Subtitles – Again, I don’t’ use this as I pull the subtitles from the discs that I am ripping. - Now, that the options are set, back in “Raname” tab, in the “1st Step” area, browse to the folder where the shows episodes are.
- If you named the files with a matchable name from TheTVDB.com site, you should now be able to go to the “2nd Step” box and click the button “Look up titles online”. It will take a minute to respond. When it does, the possible show options will be presented in the 2nd drop down box. Select the appropriate one and click “Use this name”.
- Finally, click Rename. The episodes should be renamed and put into a “Season xx” folder.

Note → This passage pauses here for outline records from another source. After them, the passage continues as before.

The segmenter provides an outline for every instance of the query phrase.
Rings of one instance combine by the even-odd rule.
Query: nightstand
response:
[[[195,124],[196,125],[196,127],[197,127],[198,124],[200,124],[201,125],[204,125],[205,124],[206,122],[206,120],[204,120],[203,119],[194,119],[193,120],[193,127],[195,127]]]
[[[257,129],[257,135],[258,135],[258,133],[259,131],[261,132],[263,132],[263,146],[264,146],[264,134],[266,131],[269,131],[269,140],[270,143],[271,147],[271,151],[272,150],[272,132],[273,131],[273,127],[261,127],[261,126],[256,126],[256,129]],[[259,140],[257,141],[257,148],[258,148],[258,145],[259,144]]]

- At this point all you have to do is create an appropriately named show folder where you keep you media files for XBMC and put the “Season xx” folder in it. To get the appropriate fanart and images, I just open XBMC and tell it to update the library. There’s probably a better way to get that stuff, but this seems to work well enough. UPDATE: Well, I said scraping via XBMC directly was “good enough” because I would have sworn that doing so stored the thumbnails and show art with the video files themselves, but I guess I’m wrong about that. I haven’t found a “perfect tool” for this yet, but Ember Media Manager Revisited seems decent enough. Yet another manual step unfortunately.
As I said above, this is far too manual of a process, but it’s the best I have for now. I love to find a better way to do this, and I will definitely keep looking or maybe even write my own little utility for this specific purpose.